De Mâcon à l’Afrique… et de l’Afrique à Mâcon
En plein Sahel, la CA71 s’investit auprès de la population locale pour relancer la filière semences qualité et redynamiser tout le secteur agricole.

Forcément au départ, c’est une histoire d’hommes, de rencontre et d’envie de faire avancer les choses. Lorsqu’en parallèle, il est possible d’obtenir une enveloppe budgétaire, le projet peut alors se concrétiser.

Ainsi, de la passion de Christophe Masson pour l’Afrique et de sa rencontre à Paris avec un Sénégalais puis à Marseille avec un élu tchadien, la chambre d’agriculture de Saône-et-Loire (CA71) a pu s’impliquer dans le projet Al Bouzhour au Tchad, puis dans celui tout juste lancé Goungué Niambi au Sénégal, respectivement autour de la production de semences et de la culture de manioc.

Cette implication de la CA71 dans ces deux pays relève tout autant de la solidarité internationale que d’une collaboration bénéfique à tous. « Tout ceci se déroule dans l’esprit du compagnonnage, insiste le responsable des programmes internationaux à la CA71. On agit et on avance tous ensemble, pas de façon unilatérale. Cela permet d’exprimer les compétences de la chambre dans d’autres territoires qu’au niveau départemental ou régional et cela est intéressant aussi d’ouvrir le réseau de la chambre à l’international », ainsi qu’aux savoir-faire et expériences de ces pays.

Des graines à faire germer

Le Tchad a récemment été au cœur de l’actualité après la mort sur le terrain des combats de son président depuis plus de 30 ans, Idriss Déby Itno. Cet événement n’est qu’un épisode de plus dans l’histoire tourmentée de ce pays, classé 187e sur 190 pays au classement de l’IDH, l’indice de développement humain.

C’est dire si les besoins alimentaires sont nombreux dans ce pays grand comme deux fois la France, comptant 16 millions d’habitants dont 80 % vivent en milieu rural et dans une extrême pauvreté.

Pour aider efficacement le monde rural, c’est la politique des petits pas qui a été privilégiée. Christophe Masson le rappelle, il s’agit bien ici d’aider « la population à aller chercher son propre avenir par l’engagement dans l’activité agricole et la professionnalisation de celle-ci ». Et c’est ainsi que le projet Al Bouzhour « qui signifie la graine qui germe », a été lancé en janvier 2020 à N’Djamena. « La Cciama* a choisi de travailler sur la production de semences certifiées, qui sont jusqu’à présent très majoritairement importées et qui constituent la base de la relance de l’agriculture », détaille le responsable de la coopération internationale. « L’idée est de la remettre en route en nous basant sur la génétique. Les semences concernées sont celles du mil, du maïs, de l’arachide, du niébé, qui est le haricot africain, du sésame. Il y a beaucoup d’emplois à la clé pour les jeunes et les femmes notamment », poursuit-il.

L’Europe en soutien

Le projet Al Bouzhour, prévu sur trois ans, est financièrement soutenu par le programme européen Archipelago**, ce qui permet de bénéficier d’un budget global de 600.000 €.
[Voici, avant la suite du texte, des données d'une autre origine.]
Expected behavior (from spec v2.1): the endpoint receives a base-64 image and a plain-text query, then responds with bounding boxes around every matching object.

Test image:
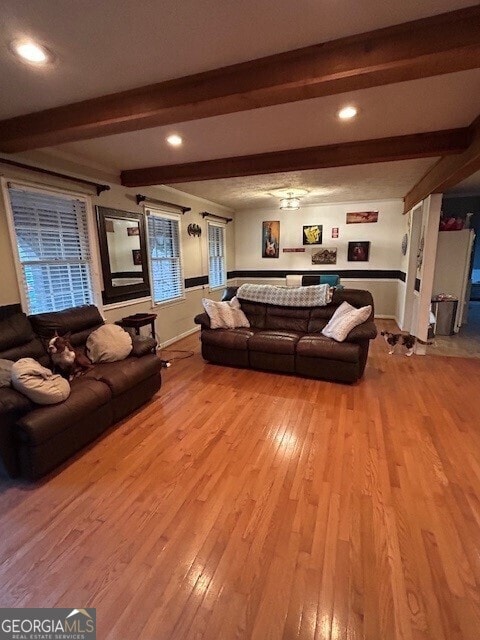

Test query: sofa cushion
[17,376,112,445]
[0,358,13,387]
[248,331,301,355]
[0,311,49,365]
[297,334,360,362]
[202,296,250,329]
[87,354,162,396]
[202,329,255,351]
[322,302,372,342]
[239,298,267,329]
[265,306,311,333]
[87,324,132,363]
[0,313,35,351]
[29,304,103,347]
[0,387,35,416]
[12,358,70,405]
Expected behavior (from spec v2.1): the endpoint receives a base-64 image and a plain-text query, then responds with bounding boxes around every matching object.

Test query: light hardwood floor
[0,323,480,640]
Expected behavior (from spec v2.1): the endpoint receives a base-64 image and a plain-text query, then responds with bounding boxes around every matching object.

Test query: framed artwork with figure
[303,224,323,244]
[262,220,280,258]
[348,241,370,262]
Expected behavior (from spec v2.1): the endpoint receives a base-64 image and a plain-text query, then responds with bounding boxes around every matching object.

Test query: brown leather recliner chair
[0,305,161,480]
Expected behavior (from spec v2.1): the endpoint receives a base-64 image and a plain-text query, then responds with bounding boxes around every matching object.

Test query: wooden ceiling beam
[121,127,471,187]
[0,4,480,153]
[404,116,480,213]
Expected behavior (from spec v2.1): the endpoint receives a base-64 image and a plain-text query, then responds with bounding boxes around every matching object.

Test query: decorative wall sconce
[187,224,202,238]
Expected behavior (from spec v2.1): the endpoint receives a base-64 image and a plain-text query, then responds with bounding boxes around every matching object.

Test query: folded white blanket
[237,284,333,307]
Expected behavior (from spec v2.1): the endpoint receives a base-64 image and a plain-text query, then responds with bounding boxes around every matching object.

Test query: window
[8,185,94,314]
[148,211,183,303]
[208,222,227,289]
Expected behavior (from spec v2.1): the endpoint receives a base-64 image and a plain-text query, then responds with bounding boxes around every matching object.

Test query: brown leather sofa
[195,287,377,382]
[0,305,161,480]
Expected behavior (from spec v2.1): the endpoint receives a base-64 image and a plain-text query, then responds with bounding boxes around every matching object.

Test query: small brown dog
[48,332,92,380]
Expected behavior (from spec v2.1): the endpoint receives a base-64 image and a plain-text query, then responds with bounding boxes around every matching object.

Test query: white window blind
[8,186,93,313]
[148,212,183,302]
[208,222,227,289]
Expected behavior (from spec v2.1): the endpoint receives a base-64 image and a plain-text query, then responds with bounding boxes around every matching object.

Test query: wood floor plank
[0,321,480,640]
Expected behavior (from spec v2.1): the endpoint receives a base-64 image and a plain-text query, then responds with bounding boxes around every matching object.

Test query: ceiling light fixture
[167,133,183,147]
[11,40,53,65]
[338,105,358,120]
[270,188,308,211]
[280,195,300,211]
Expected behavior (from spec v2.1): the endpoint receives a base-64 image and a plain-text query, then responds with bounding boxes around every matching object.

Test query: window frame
[207,220,228,292]
[0,177,103,315]
[145,206,186,308]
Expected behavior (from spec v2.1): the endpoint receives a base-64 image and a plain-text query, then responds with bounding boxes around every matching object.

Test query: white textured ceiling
[447,171,480,196]
[0,0,474,118]
[173,158,438,211]
[51,69,480,170]
[0,0,480,208]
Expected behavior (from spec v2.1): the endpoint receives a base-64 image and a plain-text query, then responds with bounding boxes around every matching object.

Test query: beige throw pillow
[12,358,70,404]
[322,302,372,342]
[202,296,250,329]
[87,324,132,363]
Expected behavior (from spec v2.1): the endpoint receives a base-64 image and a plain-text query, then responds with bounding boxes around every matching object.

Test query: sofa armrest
[346,320,377,342]
[193,313,210,329]
[130,336,157,358]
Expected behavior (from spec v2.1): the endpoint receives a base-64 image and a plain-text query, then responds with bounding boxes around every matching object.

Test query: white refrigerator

« Ce projet est tchadien, nous sommes là en soutien », insiste Christophe Masson. La CA71 aide ainsi à la formation des jeunes sur les questions de production, de transformation, de commercialisation ; à renforcer et guider les structures pour, à terme, déboucher sur une chambre consulaire nationale agricole autonome ; à créer le mécanisme de financement des entreprises.

Le défi est grand, la route compliquée, mais le principe consistant à s’appuyer et innover avec la base fonctionne pour l’instant.

Sensibiliser au travail d’excellence

Sur place, la « première promo a concerné 150 personnes ». Les parcelles implantées dans les provinces du Hadjer Lamis et du Lac Tchad vont de 0,2 à 0,5 ha. Les premières récoltes ont lieu en ce mois de juin et le challenge est grand : « ces semences sont vendues deux fois plus cher que les semences habituelles ! ». Le revenu sera assuré par la vente des graines d’une part et des tiges et des feuilles pour le fourrage d’autre part (115 millions de têtes de bétail à nourrir…).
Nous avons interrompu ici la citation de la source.